LOVE'S ARTS.

Sweet to entrance
The raptured soul by intermingling glance.
Psyche. MRS. M. TIGHE.

Our souls sit close and silently within,
And their own web from their own entrails spin;
And when eyes meet far off, our sense is such,
That, spider-like, we feel the tenderest touch.
Marriage à la Mode, Act ii. Sc. 1. J. DRYDEN.

Of all the paths [that] lead to a woman's love
Pity's the straightest.
Knight of Malta, Act i. Sc. 1. BEAUMONT AND FLETCHER.

So mourned the dame of Ephesus her love;
And thus the soldier, armed with resolution,
Told his soft tale, and was a thriving wooer.
Shakespeare's King Richard III. (Altered), Act ii. Sc. 1. C. CIBBER.

The Devil hath not, in all his quiver's choice,
An arrow for the heart like a sweet voice.
Don Juan, Canto XV. LORD BYRON.

If thou dost love, pronounce it faithfully;
Or, if thou think'st I am too quickly won,
I'll frown, and be perverse, and say thee nay,
So thou wilt woo; but, else, not for the world.
Romeo and Juliet, Act v. Sc. 2. SHAKESPEARE.

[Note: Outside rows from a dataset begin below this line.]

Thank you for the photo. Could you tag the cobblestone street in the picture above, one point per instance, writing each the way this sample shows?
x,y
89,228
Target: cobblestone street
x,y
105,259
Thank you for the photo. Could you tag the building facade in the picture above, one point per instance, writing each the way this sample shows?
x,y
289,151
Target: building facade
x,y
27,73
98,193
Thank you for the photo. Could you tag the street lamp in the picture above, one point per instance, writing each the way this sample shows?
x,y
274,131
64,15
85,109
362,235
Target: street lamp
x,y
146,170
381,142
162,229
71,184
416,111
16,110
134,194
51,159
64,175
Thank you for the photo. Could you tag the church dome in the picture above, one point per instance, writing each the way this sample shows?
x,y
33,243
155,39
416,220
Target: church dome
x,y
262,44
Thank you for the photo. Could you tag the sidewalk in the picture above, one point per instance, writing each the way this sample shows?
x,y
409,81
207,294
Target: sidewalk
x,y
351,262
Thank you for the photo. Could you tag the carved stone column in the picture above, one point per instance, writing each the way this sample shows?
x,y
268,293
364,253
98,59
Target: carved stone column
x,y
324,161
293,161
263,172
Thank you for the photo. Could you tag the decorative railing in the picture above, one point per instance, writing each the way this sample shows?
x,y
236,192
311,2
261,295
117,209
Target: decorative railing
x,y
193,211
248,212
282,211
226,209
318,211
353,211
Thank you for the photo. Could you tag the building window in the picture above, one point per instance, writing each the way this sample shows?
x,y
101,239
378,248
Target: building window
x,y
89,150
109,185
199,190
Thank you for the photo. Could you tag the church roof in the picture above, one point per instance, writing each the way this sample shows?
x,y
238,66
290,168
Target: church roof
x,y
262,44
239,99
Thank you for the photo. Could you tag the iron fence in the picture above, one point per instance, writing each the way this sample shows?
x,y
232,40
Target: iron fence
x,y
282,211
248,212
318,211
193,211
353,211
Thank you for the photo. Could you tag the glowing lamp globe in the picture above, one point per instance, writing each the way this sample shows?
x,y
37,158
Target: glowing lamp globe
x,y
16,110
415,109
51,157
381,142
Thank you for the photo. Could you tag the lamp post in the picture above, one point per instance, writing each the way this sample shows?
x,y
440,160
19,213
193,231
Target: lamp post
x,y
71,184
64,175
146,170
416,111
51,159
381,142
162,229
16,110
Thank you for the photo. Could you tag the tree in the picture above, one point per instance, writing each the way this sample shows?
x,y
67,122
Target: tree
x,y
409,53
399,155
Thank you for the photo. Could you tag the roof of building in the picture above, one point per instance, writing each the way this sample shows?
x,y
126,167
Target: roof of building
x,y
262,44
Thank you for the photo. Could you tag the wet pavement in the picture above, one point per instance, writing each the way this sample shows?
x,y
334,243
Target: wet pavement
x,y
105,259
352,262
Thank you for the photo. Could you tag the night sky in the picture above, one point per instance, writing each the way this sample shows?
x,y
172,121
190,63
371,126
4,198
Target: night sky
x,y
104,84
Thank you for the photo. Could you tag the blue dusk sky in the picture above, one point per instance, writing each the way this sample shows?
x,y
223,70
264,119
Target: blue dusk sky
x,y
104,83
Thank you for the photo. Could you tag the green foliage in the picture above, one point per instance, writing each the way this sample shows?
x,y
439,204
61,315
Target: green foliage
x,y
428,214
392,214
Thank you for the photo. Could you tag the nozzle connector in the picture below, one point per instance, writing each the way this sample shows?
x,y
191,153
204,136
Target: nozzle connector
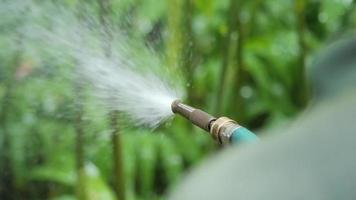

Read it, sweet maid, though it be done but slightly:
Who can show all his love doth love but lightly.
Sonnet. S. DANIEL.

Love first invented verse, and formed the rhyme,
The motion measured, harmonized the chime.
Cymon and Iphigenia. J. DRYDEN.

And you must love him, ere to you
He will seem worthy of your love.
A Poet's Epitaph. W. WORDSWORTH.

None without hope e'er loved the brightest fair,
But love can hope where reason would despair.
Epigram. GEORGE, LORD LYTTELTON.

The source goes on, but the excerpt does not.